Distilling knowledge from neural networks to build smaller and faster models

nicholast · on Nov 16, 2019

In case might help anyone, found that the graphics on this TDS piece were very helpful for intuiting the principles of teacher / student distillation discussed in the link. https://towardsdatascience.com/knowledge-distillation-simpli...

edejong · on Nov 15, 2019

Could a researcher chime in: is it possible that smaller models have a higher potential for mapping activations to abstractions that are present in our own language understanding and if so, could we use these makings to make our models more transparent and explainable?

duaoebg · on Nov 15, 2019

Distillation would not meaningfully help make a model more transparent or explainable.
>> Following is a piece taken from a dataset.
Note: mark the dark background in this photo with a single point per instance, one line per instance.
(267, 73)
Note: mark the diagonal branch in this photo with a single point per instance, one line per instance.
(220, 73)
I imagine you're thinking about bottle necking on a really tight latent space. This would require a different architecture which would be more difficult to train and would probably suffer in accuracy.

Often it's better to re-frame the training as a multi-targeted problem with an explanation component.

jszymborski · on Nov 15, 2019

I'm curious about the "explanation component" approach you've hinted at... are their any publications you can point to with this approach? If not, can you maybe describe it groso modo?

duaoebg · on Nov 15, 2019

It's just a function of multi-targeting. When problem can be framed in a way that one of the outputs helps explain the other output I would call that component to be an "explanation component".

For one of my problems I know that the model would need to 'see' an orientation field in order to make its predictions, so instead of just asking for the predictions I also ask for an orientation field. The loss function has only a small weighting and is set against a very rough ground truth along with a total variation loss. This ends up producing a nicer orientation field than the ground truth.

Tenoke · on Nov 15, 2019

Say you want a model that takes in a picture of a person and tells you what emotion they are feeling - sad/happy/disgusted/whatever.

But you also want to know why it classifies a person as sad/happy/etc.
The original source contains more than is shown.